そもそも、防災計画とBCPを別建てにすること自体を見直す必要がある。例えば事業所が自家発電設備を設置する場合、防災上は消防用設備などの非常電源の確保、事業継続の観点では計画停電を含む停電対策を目的とする。機能面からみても、消防用設備などの非常電源は短時間型で目的を果たす一方、停電対策用は長時間対応型とする必要がある。複数設置すれば、コストがかかるため、これら双方の目的を満たす設備が求められるが、実態は多くがそのようになっていない。
IT活用が業務の基幹となっている現状を考えると、電源の確保は事業継続の要件の一つであり、コストパフォーマンスを高めるためにも、防災計画とBCPの整合性を図り、実効性ある計画とすることが求められている。

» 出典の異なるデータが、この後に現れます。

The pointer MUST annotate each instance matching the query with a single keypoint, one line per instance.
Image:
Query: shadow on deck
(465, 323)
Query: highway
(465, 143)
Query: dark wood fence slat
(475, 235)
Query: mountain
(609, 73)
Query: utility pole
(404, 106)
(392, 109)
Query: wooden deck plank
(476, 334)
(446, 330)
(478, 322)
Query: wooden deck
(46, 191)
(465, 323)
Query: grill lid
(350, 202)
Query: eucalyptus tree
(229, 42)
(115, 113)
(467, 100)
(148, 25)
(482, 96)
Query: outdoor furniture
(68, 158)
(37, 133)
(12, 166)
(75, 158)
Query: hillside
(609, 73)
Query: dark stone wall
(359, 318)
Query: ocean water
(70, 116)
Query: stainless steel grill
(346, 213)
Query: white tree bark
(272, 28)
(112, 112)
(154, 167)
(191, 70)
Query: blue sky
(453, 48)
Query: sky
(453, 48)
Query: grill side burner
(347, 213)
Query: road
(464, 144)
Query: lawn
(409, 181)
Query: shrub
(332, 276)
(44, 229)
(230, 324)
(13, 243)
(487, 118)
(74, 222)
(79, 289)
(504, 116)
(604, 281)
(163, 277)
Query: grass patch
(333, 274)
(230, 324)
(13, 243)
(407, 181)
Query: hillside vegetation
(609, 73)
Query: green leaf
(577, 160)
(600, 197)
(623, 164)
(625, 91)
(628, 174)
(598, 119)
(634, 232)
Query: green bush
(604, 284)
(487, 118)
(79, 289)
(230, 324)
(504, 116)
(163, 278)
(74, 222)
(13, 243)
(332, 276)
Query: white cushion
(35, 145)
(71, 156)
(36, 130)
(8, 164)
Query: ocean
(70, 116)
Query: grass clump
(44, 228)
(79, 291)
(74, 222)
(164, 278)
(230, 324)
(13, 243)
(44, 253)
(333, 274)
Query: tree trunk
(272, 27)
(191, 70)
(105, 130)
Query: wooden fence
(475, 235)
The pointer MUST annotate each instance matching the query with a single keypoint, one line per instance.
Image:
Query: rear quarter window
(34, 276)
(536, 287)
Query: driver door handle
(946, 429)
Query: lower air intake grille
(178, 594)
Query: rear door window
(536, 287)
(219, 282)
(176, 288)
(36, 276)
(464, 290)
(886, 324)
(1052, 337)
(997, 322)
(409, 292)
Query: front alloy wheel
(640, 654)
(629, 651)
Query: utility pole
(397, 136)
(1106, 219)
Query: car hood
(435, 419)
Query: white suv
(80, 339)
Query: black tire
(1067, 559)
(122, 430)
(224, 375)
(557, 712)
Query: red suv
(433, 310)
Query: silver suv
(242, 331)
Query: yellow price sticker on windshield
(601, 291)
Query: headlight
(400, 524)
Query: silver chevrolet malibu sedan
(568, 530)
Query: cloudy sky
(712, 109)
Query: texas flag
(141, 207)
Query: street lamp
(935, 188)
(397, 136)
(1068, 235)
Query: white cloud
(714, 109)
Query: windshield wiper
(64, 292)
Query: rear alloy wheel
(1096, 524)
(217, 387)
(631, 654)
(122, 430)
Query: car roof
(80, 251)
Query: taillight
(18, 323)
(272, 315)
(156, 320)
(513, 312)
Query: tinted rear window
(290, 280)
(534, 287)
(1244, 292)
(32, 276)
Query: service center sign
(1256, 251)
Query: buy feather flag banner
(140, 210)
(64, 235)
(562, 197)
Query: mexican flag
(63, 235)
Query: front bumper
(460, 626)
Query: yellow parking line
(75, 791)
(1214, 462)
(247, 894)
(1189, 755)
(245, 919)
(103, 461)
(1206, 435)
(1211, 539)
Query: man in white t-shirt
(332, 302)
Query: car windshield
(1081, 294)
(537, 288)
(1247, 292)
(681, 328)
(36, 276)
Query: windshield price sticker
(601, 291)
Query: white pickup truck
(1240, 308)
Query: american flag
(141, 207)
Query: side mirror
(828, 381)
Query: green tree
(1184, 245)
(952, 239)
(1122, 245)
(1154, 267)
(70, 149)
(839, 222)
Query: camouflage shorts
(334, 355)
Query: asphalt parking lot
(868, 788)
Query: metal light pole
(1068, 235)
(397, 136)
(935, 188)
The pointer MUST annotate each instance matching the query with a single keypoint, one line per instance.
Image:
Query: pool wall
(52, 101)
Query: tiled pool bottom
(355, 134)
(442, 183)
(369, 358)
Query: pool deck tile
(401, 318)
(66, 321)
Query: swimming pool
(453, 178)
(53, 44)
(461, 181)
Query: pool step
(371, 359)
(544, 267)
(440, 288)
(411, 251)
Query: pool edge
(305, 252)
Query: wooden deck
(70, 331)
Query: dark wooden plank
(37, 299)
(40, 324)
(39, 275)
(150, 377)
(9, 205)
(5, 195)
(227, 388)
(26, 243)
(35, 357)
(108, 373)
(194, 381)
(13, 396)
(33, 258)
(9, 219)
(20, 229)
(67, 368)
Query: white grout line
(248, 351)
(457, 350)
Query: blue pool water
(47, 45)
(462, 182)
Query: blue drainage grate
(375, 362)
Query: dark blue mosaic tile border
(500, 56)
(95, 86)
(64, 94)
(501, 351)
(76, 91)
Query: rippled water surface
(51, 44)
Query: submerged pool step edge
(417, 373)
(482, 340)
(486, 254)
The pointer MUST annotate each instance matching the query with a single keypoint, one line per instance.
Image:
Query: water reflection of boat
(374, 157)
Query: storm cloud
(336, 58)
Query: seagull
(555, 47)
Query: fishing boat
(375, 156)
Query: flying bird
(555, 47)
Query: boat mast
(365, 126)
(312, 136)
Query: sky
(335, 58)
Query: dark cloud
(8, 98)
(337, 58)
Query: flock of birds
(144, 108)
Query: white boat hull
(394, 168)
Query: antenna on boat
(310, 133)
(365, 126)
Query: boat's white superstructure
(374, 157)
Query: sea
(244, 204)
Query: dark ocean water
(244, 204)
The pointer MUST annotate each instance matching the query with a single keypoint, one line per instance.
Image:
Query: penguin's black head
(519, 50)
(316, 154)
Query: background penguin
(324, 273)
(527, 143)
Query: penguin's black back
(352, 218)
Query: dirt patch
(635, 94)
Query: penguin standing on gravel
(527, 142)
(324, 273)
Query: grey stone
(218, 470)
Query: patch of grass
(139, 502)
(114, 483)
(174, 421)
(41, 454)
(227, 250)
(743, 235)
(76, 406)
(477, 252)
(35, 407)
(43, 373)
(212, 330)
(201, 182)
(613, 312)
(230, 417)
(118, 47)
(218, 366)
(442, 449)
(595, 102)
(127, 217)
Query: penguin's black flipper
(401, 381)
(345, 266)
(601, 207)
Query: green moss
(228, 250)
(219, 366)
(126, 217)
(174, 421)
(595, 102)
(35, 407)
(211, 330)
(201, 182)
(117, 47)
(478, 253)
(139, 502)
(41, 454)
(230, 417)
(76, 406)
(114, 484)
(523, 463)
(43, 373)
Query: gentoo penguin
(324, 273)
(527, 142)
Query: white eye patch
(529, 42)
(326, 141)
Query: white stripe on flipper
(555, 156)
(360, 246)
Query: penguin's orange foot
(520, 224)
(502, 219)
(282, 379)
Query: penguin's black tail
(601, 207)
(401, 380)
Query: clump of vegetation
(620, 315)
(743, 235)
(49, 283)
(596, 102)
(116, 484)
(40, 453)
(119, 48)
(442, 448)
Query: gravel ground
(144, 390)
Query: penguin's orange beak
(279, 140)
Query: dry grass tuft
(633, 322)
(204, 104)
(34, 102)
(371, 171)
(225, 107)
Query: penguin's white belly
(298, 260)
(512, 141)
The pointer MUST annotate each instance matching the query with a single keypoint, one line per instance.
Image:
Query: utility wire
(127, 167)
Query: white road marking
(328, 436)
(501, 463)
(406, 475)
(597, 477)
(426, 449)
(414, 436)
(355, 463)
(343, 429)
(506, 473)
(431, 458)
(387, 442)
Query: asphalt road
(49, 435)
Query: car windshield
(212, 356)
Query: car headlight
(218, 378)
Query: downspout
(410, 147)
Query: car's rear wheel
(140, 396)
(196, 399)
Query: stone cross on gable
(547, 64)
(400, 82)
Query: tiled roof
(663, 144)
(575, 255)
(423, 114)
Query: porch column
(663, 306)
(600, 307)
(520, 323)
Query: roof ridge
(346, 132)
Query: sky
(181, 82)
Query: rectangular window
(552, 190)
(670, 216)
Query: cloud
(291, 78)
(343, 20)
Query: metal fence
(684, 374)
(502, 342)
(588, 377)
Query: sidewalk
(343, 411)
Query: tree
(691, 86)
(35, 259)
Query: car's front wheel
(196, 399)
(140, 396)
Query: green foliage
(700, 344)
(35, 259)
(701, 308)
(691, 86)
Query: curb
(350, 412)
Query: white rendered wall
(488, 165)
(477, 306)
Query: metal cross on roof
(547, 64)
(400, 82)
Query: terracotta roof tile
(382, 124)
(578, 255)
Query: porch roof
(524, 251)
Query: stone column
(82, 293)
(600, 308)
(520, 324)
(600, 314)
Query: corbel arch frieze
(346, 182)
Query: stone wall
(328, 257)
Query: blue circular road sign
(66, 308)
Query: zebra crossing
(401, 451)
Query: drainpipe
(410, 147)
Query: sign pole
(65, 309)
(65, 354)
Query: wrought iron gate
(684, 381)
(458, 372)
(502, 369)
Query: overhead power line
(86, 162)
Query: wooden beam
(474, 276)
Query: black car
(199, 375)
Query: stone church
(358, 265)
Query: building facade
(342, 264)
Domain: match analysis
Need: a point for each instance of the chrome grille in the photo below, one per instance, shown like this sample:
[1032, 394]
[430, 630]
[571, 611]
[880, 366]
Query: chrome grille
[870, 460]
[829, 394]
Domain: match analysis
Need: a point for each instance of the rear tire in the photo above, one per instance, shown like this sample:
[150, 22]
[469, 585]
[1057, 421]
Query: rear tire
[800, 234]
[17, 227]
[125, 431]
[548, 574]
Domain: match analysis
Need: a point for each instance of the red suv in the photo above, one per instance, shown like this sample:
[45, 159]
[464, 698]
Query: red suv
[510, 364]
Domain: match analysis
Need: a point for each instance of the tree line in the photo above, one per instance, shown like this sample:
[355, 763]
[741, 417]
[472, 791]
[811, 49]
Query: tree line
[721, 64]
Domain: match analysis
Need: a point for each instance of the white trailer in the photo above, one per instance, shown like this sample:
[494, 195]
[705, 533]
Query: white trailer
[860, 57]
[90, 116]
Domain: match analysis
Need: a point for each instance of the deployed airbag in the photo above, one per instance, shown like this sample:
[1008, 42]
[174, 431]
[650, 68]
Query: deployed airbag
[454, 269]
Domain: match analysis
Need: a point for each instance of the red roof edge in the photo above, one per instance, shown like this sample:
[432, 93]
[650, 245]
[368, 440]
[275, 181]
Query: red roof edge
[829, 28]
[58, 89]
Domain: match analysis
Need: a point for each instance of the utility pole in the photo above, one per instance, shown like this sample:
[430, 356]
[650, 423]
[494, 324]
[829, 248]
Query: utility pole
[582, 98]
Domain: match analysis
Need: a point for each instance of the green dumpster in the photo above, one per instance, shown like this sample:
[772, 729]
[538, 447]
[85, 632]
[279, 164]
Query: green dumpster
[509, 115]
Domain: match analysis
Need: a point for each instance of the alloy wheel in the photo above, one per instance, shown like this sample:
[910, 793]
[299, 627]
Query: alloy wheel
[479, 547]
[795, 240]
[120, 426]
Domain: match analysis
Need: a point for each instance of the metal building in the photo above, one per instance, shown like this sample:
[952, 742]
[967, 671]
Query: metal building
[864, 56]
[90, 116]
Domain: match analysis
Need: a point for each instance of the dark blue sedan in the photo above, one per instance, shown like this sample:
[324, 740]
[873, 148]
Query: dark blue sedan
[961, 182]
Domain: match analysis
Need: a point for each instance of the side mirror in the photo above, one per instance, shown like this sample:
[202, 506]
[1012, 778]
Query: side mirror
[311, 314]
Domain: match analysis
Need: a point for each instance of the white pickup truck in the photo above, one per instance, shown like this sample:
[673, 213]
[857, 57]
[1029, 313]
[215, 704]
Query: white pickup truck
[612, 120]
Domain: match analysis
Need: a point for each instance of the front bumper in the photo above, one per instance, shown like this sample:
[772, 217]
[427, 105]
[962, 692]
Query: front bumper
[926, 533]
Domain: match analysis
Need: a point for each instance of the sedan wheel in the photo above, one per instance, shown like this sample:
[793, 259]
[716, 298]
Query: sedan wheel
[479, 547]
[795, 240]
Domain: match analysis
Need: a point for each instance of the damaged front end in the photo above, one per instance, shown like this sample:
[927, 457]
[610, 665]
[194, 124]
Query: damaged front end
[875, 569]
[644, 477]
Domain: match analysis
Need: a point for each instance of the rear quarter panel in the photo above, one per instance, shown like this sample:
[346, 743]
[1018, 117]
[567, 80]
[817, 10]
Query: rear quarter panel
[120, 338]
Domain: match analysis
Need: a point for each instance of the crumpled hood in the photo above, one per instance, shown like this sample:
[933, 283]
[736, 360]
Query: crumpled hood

防災計画に基づく訓練とBCP訓練も同様である。消防法では、一定の用途と規模の事業所に年2回以上の訓練の実施を義務付けている。多くの事業所ではコンプライアンス(法令順守)違反にならないよう定期的に訓練をしている。しかし、訓練内容がそれぞれの事業所の防災特性に見合った内容かどうかについては、疑問が残る。法令に定めがあれば計画の実効性が高まるとは言い切れない。